Chiudiamo la carrellata con la rappresentante spagnola; Melody, con Esa diva, ha probabilmente firmato una delle performance più sofisticate dal punto di vista della comunicazione visiva. Corista da bambina, poi attrice e performer matura, Melody ha scelto di mostrarsi con un corpo robusto – il look tra Shakira e Byoncé – valorizzato da una regia scenica studiata al millimetro.

La canzone – un inno alla “diva vera”, fatta di carne, umori, difetti e presenza – è stata accolta come una celebrazione potente della donna reale.

In ogni caso non sono mancati i sospetti che la body positivity in questo caso fosse anche una strategia di branding: incarnare la “diva imperfetta” in un momento storico in cui questo ruolo è socialmente remunerativo.
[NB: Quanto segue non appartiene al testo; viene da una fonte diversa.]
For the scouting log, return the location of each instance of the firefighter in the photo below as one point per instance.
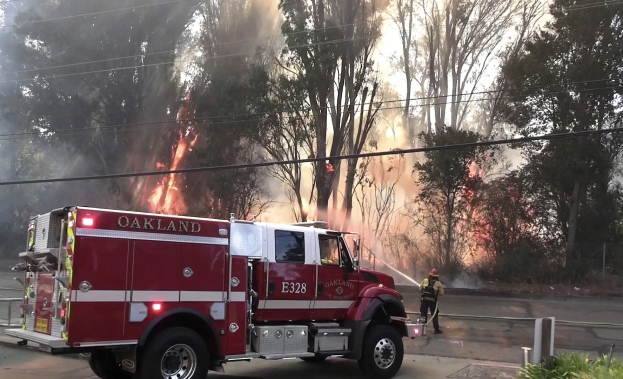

Melody è stata perfetta, sì – ma troppo perfetta nella sua imperfezione?

Il messaggio generale è chiaro e importante: ogni corpo ha diritto a esistere, essere visto, danzare, amare; ma accettare ogni corpo non significa glorificare ogni condizione. L’obesità è una realtà complessa, legata anche a sofferenze fisiche e psicologiche e mettere in discussione l’anoressia da copertina non implica accettare il pendolo opposto come unico modello alternativo.

L’Eurovision 2025 ha dunque offerto una rappresentazione potente e variopinta del corpo. Ora, tocca alla cultura pop – e a ciascuno di noi – raccogliere la sfida più difficile: conciliare inclusività e senso critico, accettazione e salute, visibilità e consapevolezza.

Solo così la body positivity potrà dirsi veramente liberatoria.